The former blend in easily with the full-time bureaucracies of political parties. Only the latter figure can escape the constraints of bureaucracy to become “a politician of great stature,” because “it is easier for him, the more he has a fortune which gives him independence and makes him ‘available,’ not tied to a business (as entrepreneurs are) but a person with an unearned income.”

The US sociologist Alvin Gouldner attacked Weber’s theory as a suprahistorical “metaphysical pathos.” According to Gouldner, Weber had ignored many of the dysfunctions of bureaucracies in his ruler-centric vision, such as their tendency to split into competing empires, their culture of ultraconformism, and their stress on formal outward appearances.

In his own analysis of bureaucracy, the Belgian Marxist Ernest Mandel pointed out that the majority of people would hardly abstain from meetings and allow bureaucracies to dominate if they actually had the power to decide on the issues that shaped their lives. Apathy and acceptance of bureaucracy arise from a sense of powerlessness that is a necessary part of capitalist societies.

If that feeling of powerlessness was absolute, no revolts would be possible. Fortunately, however, history is full of examples of revolutions against states that commanded the highest levels of bureaucratic organization.

Stratification and Struggle

Almost every sociology course contains a module on stratification. The term is derived directly from Weber’s somewhat fragmentary writing on class, status, and party. To his credit, Weber recognized the reality of class conflict, in contrast to the functionalist school that dominated Cold War US sociology.
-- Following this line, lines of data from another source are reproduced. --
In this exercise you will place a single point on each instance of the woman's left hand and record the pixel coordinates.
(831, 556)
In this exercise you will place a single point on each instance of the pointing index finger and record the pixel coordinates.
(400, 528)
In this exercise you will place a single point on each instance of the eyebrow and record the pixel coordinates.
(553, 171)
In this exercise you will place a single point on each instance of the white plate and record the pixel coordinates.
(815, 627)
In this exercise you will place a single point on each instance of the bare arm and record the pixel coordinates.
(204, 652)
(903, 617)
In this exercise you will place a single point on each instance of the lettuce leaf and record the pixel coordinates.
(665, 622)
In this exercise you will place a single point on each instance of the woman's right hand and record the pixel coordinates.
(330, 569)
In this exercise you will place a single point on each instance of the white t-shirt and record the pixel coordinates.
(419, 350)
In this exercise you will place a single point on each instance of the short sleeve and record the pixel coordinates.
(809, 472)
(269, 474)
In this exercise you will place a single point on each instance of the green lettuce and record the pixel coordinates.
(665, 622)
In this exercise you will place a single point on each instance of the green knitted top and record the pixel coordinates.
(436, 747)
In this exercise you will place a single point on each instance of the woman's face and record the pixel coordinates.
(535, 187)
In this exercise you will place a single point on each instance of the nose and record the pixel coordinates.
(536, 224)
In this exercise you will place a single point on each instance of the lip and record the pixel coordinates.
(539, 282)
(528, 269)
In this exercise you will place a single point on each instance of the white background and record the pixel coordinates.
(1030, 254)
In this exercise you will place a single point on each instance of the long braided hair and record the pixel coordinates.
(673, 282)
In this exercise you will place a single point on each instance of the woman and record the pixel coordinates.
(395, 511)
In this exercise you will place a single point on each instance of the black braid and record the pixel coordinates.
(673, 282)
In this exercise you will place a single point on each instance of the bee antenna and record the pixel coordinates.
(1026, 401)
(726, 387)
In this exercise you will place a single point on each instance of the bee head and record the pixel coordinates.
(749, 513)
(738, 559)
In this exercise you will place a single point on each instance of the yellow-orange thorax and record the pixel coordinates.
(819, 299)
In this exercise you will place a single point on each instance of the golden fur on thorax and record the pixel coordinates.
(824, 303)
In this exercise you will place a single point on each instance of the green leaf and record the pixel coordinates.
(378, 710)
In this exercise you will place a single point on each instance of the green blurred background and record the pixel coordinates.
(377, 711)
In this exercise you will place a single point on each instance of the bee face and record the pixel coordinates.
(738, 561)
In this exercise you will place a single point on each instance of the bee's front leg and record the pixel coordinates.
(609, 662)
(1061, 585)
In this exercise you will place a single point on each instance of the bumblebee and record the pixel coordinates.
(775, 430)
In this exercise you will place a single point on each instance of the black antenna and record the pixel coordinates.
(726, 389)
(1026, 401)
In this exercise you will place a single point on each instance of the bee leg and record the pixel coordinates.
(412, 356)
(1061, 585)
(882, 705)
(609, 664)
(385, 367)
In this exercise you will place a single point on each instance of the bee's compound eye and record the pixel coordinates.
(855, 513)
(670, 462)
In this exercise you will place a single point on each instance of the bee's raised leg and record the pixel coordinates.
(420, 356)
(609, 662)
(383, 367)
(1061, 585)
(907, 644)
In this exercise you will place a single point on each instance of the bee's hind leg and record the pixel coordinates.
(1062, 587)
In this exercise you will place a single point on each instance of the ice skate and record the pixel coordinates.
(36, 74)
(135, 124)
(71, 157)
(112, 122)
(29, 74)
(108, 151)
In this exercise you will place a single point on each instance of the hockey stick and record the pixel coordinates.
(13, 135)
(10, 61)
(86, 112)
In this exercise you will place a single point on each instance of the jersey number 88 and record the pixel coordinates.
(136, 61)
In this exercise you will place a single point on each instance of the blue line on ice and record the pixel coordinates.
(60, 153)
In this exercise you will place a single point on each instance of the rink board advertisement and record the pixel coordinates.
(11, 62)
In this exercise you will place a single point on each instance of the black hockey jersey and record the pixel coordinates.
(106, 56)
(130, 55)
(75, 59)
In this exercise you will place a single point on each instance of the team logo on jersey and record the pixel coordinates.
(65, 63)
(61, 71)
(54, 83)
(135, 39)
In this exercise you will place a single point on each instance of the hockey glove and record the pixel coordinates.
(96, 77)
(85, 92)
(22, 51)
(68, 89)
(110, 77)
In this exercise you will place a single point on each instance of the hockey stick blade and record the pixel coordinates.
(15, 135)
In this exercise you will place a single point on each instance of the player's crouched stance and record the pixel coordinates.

However, his concept of social class is simply one based on shared life chances. There is no reference to the sphere of production and crucially, the relationship between social classes is not one of exploitation. Weber’s multiclass model becomes a convenient way to separate off the rentier from the manufacturing capitalist, with the former receiving “unearned gains” while the latter does not.

There are, of course, different fractions within the capitalist class, but these divisions are much less absolute than Weber imagined them to be. His concern was to create a “national economic policy” that would guard against “the disarmament of its own nation by fanatical interest groups or the unworthy apostles of economic peace.” Hence the separation of usurious finance from healthy manufacturing.

Weber’s greatest contemporary influence probably comes through his concept of status, which is defined as a measure of prestige and honor. Many writers use this concept to claim that there is a fundamental division between white-collar and blue-collar employees. According to this argument, white-collar employees tend to focus on erecting barriers to exclude those below them from entering their profession. As this segment of the workforce grows, the working class as the agent of change supposedly disappears.

However, we should note that the social distinction between office and manual workers was much greater in Weber’s time than it is today. Moreover, Weber’s concept of status slips uneasily between precapitalist and modern periods. By using the German term Stand, which can be translated by the English words “estate” or “status,” Weber ossified this division between different categories of workers.

The reality today is that white-collar employees are subject to much greater monitoring at work than in the past. They are the target of productivity-enhancing measures such as key performance indicators and their work contracts are often precarious. Moreover, they are frequently more heavily unionized than in earlier periods.

In other words, as Harry Braverman pointed out in his work Labor and Monopoly Capital, they have been proletarianized. By neglecting the role of exploitation in class relations, Weberian sociology misses this important dynamic.

The criticisms made above are not an argument for removing Weber from the sociological cannon. It is important to understand how capitalist ideology is constructed. By studying Weber in his real political context, we can learn a lot about that process of construction.